Working with large datasets

You’ll have noticed in setting up Camelot, that you probably did not need to provision servers, configure relational databases, network equipment and so on. Camelot does not treat working with massive volumes of data as its priority use case. However, we’ve spent much time ensuring you won’t encounter growth pain, no matter how much data you want to throw at it (within reason, of course).

This page describes what you can expect, and recommendations should you be dealing with large datasets.

Limitations

Camelot has no known upper limit on the amount of data it can support, however some parts of Camelot will take longer to load as the size of the dataset grows.
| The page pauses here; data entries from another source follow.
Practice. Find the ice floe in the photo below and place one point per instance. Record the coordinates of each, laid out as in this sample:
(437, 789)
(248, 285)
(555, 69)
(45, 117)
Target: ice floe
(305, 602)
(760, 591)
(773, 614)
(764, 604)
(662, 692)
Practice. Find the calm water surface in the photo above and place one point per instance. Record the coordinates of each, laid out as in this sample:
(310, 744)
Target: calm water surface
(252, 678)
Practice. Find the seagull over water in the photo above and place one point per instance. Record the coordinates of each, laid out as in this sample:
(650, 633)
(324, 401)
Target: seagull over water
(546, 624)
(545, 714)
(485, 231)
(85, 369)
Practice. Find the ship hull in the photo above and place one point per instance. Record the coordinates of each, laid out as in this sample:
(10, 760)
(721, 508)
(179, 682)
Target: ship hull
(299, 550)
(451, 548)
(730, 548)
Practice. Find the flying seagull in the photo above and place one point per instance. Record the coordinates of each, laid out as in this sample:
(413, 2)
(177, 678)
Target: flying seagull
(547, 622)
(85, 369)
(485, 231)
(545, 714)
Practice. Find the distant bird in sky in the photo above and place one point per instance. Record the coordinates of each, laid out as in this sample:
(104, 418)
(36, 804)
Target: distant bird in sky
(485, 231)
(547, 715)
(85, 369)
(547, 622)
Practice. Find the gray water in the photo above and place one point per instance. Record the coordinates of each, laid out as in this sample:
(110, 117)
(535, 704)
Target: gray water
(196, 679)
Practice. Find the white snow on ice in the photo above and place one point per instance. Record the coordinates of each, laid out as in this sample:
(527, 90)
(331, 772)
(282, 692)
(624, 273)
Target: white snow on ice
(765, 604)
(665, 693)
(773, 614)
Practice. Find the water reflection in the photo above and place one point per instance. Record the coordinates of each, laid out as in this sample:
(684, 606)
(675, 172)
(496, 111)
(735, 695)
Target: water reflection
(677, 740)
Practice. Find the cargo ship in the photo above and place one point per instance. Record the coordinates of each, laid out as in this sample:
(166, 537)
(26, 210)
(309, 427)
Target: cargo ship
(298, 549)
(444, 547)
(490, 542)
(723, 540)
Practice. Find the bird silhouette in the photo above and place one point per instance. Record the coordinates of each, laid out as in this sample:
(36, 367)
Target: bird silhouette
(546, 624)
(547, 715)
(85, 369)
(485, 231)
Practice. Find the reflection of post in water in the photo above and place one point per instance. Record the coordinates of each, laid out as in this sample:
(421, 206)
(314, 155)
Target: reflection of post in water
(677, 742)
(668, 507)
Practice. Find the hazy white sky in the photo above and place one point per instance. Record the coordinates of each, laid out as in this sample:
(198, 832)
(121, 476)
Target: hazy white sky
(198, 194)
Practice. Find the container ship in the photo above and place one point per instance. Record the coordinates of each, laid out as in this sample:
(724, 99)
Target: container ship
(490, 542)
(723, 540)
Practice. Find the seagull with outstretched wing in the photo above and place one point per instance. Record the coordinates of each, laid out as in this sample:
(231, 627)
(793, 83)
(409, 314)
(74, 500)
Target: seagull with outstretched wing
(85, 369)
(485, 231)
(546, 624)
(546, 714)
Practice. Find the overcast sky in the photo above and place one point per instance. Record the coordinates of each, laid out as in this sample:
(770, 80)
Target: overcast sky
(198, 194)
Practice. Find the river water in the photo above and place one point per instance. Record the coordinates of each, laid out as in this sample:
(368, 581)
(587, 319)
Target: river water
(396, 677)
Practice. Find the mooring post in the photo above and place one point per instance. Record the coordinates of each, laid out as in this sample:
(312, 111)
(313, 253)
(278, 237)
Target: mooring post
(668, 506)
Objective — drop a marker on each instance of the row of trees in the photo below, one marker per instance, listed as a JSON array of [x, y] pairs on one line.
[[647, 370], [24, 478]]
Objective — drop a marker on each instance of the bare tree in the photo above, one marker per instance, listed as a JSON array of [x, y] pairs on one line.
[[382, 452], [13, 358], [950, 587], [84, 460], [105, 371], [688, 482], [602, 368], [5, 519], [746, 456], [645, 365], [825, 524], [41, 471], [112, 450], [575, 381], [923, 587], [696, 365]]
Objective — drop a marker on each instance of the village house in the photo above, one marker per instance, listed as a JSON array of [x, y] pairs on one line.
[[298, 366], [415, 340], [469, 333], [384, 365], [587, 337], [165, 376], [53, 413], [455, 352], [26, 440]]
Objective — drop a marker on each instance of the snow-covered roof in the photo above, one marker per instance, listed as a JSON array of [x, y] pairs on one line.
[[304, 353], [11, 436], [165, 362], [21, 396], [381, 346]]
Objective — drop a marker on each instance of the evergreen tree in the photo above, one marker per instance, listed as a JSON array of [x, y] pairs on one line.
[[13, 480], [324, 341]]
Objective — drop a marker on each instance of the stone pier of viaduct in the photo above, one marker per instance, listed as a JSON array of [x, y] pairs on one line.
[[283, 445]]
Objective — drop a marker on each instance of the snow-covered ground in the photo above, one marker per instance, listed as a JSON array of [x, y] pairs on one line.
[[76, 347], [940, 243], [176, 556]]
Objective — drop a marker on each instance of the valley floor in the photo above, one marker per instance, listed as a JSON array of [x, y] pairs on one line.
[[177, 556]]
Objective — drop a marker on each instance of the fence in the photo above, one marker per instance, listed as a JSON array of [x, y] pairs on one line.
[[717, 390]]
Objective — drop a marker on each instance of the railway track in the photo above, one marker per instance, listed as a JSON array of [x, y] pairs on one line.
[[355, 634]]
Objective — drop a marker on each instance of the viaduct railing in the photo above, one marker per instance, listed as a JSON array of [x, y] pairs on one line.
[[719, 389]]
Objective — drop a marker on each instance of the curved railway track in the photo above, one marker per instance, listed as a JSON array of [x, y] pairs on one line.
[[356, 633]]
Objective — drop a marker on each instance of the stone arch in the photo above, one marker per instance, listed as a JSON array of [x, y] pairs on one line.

The authors have simulated datasets with 2 million images to ensure that Camelot will perform well for 99% of datasets Camelot could be used for.

The main performance considerations with this volume of data is performing the initial load of the library, searching the library, and the CPU and memory constraints required to produce reports.

To serve as a guide for how Camelot may perform for large datasets, below is the timing for working with a dataset of 2 million images using a high-end laptop in 2017 (Dell Precision 5510; 16GB RAM; Intel i7-6820HQ; SSD) with a maximum JVM heap size of 14GB:

  • Full Export report: 368 seconds
  • Library load time: 13 seconds
  • Library search time (basic search): 6.5 seconds
  • Library search time (full-text search): 28 seconds

Considerations for your dataset

This section will describe considerations relevant for using Camelot with larger datasets on a Camelot server, and offer some guidelines for what the authors would expect to be reasonable configurations under various scenarios.

Data for Camelot’s performance is known for only a small number of scenarios, thus the numbers offered are very much guidelines and you may find different considerations important in your use case.

Memory

Memory can be a difficult consideration to judge. Generally speaking, while there is sufficient memory, it has little impact upon performance. However when there is not enough memory, it may result in things which will take considerably longer to complete, or may never complete. There are two main aspects to memory in Camelot: the physical memory available, and the memory available to the JVM heap.

The most important consideration is maximum size of the JVM heap. Regardless of how much physical memory is available to a machine, Camelot may only use the memory available in the JVM heap (and some small additional amounts, as per other JVM configurations), and this is something should be configured manually for large datasets.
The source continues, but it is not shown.